In one monumental media-sculpture at Gallery Baton, Umbra, 2024, an enigmatic video is deconstructed to cosmic ends. Black cords from LED display modules tower in an architectural, rectangular structure and cascade into a waterfall of pixelated, atom-like blue light on the floor. A similar work from 2018, Quantum Dream, glowed ultraviolet from bits of a fragmented video, while speakers played the original audio—nine stories of everyday life that begin with childbirth and end with funeral. Peel back the layers of the celestial and conceptual in Kim’s practice, and the human emerges.
In the cerulean installation, To Night, From Night, 2024, wax drips from the wall, pools over the ground, and piles over two white figures; only their hands poke out from the mountainous wax, reaching towards each other, protected or oppressed. Elsewhere, small, square screens are scattered across two perpendicular walls in an installation titled Partial Solar Eclipse, 2024. Black-and-white images of views of space fade into a scene of an apple on fire. This work, as well as the exhibition’s title, references Newton’s law of universal gravity, which, as the story goes, the physicist came to after he was struck in the head by an apple while lying under a tree and realized that the same force that caused the fruit to fall—gravity—also keeps the moon in orbit around the Earth.
To encounter a Kim installation is to get hit in the head with an apple and undergo an act of discovery that leads to a shift of perception. As eyes scan a room, new forms materialize in shadows and light. At a closed-down Tsushima City Kuta Elementary School in Japan in 2016, she placed a series of small mountain-shaped resin objects on glass pedestals and illuminated them with LED lights that cast shadows of natural organisms birds, butterflies, lizards, and a fetus onto the ceiling, inspired by the Cheondo religion’s practice of worshiping nature. Two years later, for The Sea Touching the Beach, she placed an old landline phone on a small stack of books at the same school and called twice a day at high and low tide. Visitors who happened to be in the otherwise empty room at the right time could reach the artist directly. For her final installation in the classrooms in 2019, she placed glass orbs atop books that contained writings on marine organisms that change gender spontaneously in response to the environment. Every mention of sea bream, abalones, and razor clams was replaced with “children.” As Kim wrote of the children referred to in the installation: “These individuals exist but are hidden by societal constraints and discrimination.”

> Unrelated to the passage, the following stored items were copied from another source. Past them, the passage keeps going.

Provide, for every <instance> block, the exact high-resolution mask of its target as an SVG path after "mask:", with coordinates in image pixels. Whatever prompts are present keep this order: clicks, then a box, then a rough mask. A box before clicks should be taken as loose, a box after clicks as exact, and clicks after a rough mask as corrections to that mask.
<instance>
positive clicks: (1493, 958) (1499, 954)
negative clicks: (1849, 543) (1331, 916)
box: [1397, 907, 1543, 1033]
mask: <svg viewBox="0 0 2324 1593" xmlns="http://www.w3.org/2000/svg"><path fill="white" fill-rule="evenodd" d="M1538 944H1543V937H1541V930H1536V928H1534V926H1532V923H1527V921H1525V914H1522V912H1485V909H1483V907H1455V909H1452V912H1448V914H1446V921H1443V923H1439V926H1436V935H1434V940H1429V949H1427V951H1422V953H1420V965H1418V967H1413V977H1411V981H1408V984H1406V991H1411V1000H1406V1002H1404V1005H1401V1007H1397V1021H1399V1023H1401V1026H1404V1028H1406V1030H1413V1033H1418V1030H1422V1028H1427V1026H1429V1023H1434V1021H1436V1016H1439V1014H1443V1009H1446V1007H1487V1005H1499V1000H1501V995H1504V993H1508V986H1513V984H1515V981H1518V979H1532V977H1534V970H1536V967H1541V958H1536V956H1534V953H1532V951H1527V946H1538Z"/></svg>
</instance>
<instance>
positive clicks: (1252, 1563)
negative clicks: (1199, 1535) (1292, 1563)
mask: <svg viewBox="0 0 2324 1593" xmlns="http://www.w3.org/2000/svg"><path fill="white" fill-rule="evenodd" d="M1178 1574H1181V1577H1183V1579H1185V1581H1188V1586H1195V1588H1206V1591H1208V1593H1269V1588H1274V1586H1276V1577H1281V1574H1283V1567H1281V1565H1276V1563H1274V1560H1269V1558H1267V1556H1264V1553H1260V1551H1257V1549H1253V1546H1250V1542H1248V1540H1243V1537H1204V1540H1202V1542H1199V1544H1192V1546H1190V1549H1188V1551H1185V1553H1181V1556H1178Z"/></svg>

For all the engagement with thermodynamics and physics, Kim’s installations are deeply human—as alive as it gets without implicating the artist. An amalgamation of the world she so astutely witnesses. Her practice integrates the conceptual and corporeal: the macro and the micro. Locations are intervened, excavated, and uprooted—Kim has created installations on beaches and forest floors, in abandoned classrooms and dilapidated buildings. In a striking and sparse installation in 2021, she filled empty, concrete rooms with white wax and lit a wick on the floor. When presented with the white walls of a gallery, she meticulously places objects that are both austere and metamorphic: heaters coated in wax, melting. A metal bed frame with a pocket of holes poked in the middle, steaming. A beam of light above a pile of glass sand, glowing. A poem might emerge, upon touch, from a scrap of fabric dyed in heat-sensitive pigment; or water absorbing beads might swell and spill over from a cup onto the floor. Transformation is everywhere.
Doki Kim: “The Apple and The Moon” is on view until September 14, 2024 at Gallery Baton at 116 Dokseodang-ro, Yongsan-gu, Seoul, Korea 0442.